This question has been asked a couple of times before but I have been strugling trying to understand the previous explanations. I want to understand it concisely with an easy counterexample. So far, I have been trying to understand the first answer of the following post:
Example where union of increasing sigma algebras is not a sigma algebra
The idea in this answer is to take $X= \mathbb{N}$, then $\lbrace 1,2,…,n\rbrace$ for each $n \in \mathbb{N}$, an then consider the sigma algebra for each of this sets, i.e $A_{n}= \sigma (\lbrace 1…,n \rbrace)$. Obviously each $A_{n}$ is a sigma algebra and $A_{n} \subseteq A_{n+1}$ for each $n \in \mathbb{N}$ (i.e the sequence is increasing).
So now we want to prove that $\bigcup_{n=1}^{\infty}A_{k}$ is not a sigma algebra.
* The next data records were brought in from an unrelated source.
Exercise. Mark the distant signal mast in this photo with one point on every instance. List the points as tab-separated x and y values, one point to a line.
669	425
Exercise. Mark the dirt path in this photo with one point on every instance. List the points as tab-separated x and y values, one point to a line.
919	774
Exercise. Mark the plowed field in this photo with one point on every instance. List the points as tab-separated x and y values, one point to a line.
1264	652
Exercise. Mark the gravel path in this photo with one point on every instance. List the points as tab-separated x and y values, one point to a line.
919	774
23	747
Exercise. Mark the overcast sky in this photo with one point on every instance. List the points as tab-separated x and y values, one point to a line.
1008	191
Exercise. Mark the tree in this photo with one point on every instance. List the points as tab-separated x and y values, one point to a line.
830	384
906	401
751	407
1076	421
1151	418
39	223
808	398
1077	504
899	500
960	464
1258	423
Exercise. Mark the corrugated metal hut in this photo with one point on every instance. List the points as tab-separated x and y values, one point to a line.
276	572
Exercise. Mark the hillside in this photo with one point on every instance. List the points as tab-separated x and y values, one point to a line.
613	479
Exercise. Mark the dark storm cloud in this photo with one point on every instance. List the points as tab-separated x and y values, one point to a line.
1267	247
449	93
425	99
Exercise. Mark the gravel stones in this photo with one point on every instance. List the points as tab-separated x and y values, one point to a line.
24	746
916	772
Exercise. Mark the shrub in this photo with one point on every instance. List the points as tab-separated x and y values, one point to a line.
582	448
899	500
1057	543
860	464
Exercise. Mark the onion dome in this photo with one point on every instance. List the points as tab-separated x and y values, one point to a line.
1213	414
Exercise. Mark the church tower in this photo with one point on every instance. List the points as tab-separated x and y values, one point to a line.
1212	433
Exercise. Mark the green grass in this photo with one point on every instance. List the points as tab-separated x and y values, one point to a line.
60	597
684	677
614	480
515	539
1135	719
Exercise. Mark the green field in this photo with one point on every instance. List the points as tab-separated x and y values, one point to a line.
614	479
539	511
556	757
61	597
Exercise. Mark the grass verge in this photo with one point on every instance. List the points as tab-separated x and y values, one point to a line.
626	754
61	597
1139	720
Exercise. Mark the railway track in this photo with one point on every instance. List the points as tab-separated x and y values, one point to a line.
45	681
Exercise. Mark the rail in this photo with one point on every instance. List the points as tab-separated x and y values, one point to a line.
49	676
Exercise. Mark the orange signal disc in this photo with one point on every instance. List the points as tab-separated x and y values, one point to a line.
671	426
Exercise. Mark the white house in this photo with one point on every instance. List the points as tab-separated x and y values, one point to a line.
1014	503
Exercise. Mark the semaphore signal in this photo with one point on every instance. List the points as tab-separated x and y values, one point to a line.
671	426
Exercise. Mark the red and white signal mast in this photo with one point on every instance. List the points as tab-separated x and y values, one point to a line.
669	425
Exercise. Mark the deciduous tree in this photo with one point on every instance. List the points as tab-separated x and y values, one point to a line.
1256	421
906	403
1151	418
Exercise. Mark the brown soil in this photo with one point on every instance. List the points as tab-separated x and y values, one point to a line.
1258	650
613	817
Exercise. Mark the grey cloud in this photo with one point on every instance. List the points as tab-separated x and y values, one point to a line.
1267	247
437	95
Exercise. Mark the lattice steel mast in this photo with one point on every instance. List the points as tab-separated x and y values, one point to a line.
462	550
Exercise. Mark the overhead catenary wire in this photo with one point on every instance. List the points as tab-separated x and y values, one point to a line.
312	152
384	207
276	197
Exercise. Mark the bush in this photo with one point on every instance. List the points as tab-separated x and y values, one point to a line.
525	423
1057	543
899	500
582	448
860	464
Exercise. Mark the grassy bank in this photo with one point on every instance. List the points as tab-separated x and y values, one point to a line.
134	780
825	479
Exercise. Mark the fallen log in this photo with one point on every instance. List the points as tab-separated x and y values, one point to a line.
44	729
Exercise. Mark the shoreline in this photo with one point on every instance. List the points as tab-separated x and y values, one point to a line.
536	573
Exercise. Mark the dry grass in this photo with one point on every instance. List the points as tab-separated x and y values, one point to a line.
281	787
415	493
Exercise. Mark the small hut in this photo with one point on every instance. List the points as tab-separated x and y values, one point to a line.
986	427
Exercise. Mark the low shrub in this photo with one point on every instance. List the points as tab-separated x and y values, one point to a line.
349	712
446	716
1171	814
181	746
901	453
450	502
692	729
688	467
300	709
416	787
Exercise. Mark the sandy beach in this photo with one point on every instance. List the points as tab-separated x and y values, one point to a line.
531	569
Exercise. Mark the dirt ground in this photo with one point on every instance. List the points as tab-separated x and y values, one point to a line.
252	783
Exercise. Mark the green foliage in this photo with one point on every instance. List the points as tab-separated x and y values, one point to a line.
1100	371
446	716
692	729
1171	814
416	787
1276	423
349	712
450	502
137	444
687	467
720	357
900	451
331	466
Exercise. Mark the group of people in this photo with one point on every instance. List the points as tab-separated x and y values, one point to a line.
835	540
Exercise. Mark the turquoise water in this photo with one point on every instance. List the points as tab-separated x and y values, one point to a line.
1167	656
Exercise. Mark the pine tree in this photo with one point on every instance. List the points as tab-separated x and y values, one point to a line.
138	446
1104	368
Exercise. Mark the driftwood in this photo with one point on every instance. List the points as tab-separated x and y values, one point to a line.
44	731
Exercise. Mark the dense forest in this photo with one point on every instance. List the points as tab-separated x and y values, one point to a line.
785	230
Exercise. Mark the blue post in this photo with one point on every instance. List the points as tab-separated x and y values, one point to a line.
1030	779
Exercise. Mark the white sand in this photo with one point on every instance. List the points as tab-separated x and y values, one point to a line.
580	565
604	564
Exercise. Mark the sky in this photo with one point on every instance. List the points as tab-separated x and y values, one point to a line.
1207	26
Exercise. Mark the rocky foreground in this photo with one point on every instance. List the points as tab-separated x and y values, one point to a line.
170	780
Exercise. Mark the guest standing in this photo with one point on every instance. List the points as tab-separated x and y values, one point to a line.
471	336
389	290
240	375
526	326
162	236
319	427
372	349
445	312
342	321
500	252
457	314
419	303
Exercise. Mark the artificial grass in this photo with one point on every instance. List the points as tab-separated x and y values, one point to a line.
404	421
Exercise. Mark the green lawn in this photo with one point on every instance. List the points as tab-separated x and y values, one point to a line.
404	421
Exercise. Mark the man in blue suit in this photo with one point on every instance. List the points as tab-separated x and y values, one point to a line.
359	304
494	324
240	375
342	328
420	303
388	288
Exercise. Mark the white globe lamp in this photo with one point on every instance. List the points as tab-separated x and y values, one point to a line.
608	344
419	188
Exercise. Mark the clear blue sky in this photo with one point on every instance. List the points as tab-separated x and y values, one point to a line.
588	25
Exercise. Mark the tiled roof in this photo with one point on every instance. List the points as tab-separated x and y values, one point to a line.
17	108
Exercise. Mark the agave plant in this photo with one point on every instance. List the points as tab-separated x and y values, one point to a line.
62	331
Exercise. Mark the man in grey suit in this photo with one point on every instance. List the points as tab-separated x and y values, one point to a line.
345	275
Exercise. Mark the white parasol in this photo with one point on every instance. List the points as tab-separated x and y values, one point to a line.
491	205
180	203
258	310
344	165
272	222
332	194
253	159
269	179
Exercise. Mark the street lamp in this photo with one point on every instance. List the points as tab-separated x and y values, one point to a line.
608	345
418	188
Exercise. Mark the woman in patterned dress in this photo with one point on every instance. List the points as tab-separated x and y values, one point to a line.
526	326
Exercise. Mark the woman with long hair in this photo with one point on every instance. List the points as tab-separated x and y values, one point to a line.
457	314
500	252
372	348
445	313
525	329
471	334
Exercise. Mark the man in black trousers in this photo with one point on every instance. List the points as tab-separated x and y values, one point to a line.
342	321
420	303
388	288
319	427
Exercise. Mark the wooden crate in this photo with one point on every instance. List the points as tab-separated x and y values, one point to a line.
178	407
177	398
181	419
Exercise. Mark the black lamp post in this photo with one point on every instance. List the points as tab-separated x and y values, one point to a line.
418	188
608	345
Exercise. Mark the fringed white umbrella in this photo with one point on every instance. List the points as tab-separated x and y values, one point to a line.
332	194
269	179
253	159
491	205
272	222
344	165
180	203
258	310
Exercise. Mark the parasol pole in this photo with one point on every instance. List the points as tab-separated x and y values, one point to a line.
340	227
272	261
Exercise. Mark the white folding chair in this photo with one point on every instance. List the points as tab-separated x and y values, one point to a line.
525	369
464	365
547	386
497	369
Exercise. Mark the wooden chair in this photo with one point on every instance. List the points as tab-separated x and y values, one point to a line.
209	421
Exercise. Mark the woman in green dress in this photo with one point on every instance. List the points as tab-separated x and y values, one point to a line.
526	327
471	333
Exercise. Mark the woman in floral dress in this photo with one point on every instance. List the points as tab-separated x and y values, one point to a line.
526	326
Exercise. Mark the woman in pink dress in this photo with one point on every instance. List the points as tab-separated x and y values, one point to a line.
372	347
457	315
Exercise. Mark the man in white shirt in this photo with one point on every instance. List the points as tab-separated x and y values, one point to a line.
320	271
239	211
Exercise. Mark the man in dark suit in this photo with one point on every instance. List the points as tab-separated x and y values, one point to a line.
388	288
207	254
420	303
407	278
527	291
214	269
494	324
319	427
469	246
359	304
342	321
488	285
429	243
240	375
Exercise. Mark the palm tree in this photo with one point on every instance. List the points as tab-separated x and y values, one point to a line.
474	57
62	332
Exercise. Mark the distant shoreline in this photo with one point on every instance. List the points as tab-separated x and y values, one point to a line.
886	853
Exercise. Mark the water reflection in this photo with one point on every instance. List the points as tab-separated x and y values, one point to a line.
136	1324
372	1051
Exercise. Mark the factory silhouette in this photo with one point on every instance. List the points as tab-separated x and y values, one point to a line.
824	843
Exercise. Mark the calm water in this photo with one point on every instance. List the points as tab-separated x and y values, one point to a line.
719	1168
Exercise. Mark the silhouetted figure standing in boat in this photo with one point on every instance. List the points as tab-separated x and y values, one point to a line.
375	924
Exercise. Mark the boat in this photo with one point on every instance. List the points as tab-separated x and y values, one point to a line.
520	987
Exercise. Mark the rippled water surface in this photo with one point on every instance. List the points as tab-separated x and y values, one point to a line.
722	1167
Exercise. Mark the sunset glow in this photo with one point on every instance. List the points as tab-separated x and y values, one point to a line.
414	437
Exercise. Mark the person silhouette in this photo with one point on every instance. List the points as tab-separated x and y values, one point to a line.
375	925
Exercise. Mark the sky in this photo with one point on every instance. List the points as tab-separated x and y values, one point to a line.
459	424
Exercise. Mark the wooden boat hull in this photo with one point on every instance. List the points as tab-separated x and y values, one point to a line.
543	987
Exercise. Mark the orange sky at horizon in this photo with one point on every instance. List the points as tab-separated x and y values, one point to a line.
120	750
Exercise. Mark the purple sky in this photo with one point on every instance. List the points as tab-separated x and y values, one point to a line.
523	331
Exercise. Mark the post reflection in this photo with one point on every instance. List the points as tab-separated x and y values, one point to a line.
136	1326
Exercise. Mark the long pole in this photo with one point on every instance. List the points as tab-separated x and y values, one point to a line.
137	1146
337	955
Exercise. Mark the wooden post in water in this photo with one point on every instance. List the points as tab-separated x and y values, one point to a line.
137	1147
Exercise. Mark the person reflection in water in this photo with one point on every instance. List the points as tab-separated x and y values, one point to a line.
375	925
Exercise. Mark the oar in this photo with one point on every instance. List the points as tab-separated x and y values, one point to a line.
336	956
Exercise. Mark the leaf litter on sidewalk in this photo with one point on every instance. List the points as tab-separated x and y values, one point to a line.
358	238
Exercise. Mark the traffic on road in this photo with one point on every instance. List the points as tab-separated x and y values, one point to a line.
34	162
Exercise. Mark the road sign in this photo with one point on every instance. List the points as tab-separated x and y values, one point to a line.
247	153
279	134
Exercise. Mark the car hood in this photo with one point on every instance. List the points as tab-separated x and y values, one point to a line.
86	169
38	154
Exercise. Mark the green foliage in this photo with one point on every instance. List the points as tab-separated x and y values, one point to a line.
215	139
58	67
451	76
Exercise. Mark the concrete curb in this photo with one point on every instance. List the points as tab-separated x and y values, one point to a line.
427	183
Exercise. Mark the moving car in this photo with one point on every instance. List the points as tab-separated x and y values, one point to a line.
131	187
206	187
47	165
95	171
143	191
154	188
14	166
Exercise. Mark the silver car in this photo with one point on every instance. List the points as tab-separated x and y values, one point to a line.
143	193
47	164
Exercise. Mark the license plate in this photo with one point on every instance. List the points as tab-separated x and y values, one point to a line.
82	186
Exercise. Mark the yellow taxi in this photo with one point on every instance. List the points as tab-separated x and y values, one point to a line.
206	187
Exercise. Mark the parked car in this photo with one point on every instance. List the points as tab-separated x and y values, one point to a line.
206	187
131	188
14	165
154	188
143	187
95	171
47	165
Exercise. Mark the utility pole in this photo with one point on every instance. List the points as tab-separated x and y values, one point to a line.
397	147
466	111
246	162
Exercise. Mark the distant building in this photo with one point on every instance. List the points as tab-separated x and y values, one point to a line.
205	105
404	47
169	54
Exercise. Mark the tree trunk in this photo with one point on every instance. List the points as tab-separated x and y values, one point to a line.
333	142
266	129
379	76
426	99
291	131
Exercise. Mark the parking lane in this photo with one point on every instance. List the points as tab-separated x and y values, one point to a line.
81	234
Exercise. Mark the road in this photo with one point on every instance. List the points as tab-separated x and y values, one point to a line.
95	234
After this things become more difficult to understand. But If I understand right, he takes a set $F_{2n}=\lbrace 2,4,….,2n \rbrace$ and this set belong to $\bigcup_{k=1}^{\infty}A_{n}$ because for example $4 \in F_{2n}$ we have that $4 \in A_{4}=\sigma (\lbrace 1,2,3,4 \rbrace)$ and it belongs in general to every $A_{n}$ for $n \geq 4$. Proving $F_{2n} \subset \bigcup_{k=1}^{\infty}A_{n}$ but by definition of union $F_{2n}$ should belong to some $A_{k}$ and he argues this doesnt happen which I dont understand since $F_{2n}$ is a subset of $A_{2n}$ right? Also I dont understan the scheme of the proof I mean why this proves this is not a sigma algebra?
I would appreciate a nice explanation of the answer there,thanks!
Best Answer
The increasing union of $A_n$ captures exactly the subsets of $\Bbb N$ that are either finite or cofinite. But there are plenty of sets (such as the even numbers) that are (a) a countable union of finite sets but (b) are neither finite nor cofinite. Since the set of even numbers is a countable union of sets within $\cup A_n$, but is not itself within that union, it follows that $\cup A_n$ is not a $\sigma-$algebra.